Large Molecule Bioanalysis using LC/MS
Introduction to Large Molecules
Therapeutics are an ever-evolving landscape of modalities which range in complexity but can be grouped into two broad categories: small molecules and large molecules. Small molecule therapeutics have historically dominated the marketplace and currently account for roughly 75% of all pharmaceutical drugs. The first therapeutic classified as a large molecule biologic to be approved by the FDA was recombinant human insulin in 1982. The first FDA approval of a large molecule antibody therapeutic, the murine antibody Muromonab-CD3 (OKT3), quickly followed in 1986. Since then, large molecules have become increasingly prevalent in drug development pipelines with more recent successes including many products with worldwide recognition such as the top-selling drug Humira which is an antibody-based therapeutic for treatment of rheumatoid arthritis. Examples of large molecule therapeutics are:
- Monoclonal antibodies
- Bispecific antibodies
- Antibody-drug conjugates (ADCs)
- Recombinant enzymes
- Polypeptides
- Adoptive cell therapies (ex. Chimeric Antigen Receptor or CAR T cells)
- Viral vector gene therapies (ex. Adeno-associated Virus or AAV)
- Non-viral vector gene therapies (ex. Lipid Nanopartical or LNP)
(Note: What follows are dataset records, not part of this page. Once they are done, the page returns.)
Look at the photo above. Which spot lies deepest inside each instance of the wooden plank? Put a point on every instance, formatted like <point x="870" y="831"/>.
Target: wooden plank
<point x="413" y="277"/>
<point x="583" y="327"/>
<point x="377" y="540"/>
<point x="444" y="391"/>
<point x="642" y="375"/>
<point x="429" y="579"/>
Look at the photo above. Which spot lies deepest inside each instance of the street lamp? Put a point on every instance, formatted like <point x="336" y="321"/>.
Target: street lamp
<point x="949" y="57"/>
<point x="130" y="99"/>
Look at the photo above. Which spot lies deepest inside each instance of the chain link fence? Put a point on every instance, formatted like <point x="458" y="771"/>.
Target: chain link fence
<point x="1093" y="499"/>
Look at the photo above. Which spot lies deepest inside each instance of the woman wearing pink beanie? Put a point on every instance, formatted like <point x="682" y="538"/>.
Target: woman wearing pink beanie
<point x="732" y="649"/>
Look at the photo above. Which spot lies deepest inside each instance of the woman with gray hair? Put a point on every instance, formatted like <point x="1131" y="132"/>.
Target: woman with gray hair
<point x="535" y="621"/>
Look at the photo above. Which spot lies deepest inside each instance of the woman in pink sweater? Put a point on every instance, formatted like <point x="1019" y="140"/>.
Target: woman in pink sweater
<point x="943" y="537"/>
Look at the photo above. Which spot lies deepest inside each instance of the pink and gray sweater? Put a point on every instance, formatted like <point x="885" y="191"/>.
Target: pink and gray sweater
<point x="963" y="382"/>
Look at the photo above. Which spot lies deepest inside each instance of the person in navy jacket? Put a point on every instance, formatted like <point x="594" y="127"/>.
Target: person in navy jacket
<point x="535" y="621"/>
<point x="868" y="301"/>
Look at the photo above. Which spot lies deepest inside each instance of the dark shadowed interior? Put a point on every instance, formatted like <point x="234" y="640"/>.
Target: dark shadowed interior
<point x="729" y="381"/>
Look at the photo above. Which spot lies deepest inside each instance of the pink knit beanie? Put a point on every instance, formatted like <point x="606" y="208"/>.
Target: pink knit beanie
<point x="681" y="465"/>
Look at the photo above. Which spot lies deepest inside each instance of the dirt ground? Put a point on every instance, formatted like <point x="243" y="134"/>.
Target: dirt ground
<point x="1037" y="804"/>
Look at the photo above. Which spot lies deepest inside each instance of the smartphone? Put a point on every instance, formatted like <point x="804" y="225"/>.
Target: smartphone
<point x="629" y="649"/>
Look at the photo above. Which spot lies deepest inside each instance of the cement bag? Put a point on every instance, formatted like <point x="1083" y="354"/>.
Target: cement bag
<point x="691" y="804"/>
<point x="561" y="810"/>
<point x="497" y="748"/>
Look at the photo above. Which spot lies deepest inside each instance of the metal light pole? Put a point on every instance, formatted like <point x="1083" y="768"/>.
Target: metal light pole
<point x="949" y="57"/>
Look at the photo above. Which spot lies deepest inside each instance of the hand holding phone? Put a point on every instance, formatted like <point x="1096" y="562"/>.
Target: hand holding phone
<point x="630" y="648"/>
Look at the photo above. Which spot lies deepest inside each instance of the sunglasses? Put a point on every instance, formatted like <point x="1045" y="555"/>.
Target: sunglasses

- Recombinant cytokines and growth factors
Large Molecule Bioanalysis
Preclinical and clinical testing of any therapeutic requires specific strategies to evaluate the pharmacokinetics (PK), safety, and efficacy of the therapeutic after administration. However, the bioanalytical methods and platforms used to support large molecules have historically been distinct from those that are commonly applied to small molecules. For example, PK assessments of large molecules commonly leverage ligand binding assay (LBA) platforms such as ELISA (enzyme-linked immunosorbent assay), MSD-ECL (electrochemiluminescence), Gyros, and Luminex. In contrast, small molecule PK assays typically use Liquid Chromatography-Mass Spectrometry (LC/MS). Â
LC/MS is a technique that involves the physical separation of target compounds (or analytes) by liquid chromatography followed by their ionization and detection by mass spectrometry. LC/MS can be used for separation, identification, and quantification of both unknown and known compounds as well as elucidation of the structure and chemical properties of different molecules. Recent advancements in LC/MS technology with improved bioinformatics have enabled the application of this technique to new bioanalytical areas to support large and complex modalities. In particular, there has been an increase in the use of LC/MS as an alternative to LBA for large molecule PK assessments, supporting such modalities as monoclonal antibodies, polypeptides, and ADCs.
LC/MS for Large Molecule PK
While both LBA and LC/MS methods are considered appropriate platforms for large molecule quantitation, there are several key aspects of LC/MS that make its selection over LBA advantageous in specific situations. LC/MS has the ability to monitor multiple signature peptides throughout the protein structure which allows multiplexing during analysis for differentiation between the drug and its metabolites or between protein isoforms, distinctions which can’t always be made with a traditional LBA or immunoassay. LC/MS is highly selective which aids in the assay performance when a therapeutic is homologous to endogenous protein(s). It also has a large dynamic range (4 orders) and can usually be implemented much faster than traditional LBA methods.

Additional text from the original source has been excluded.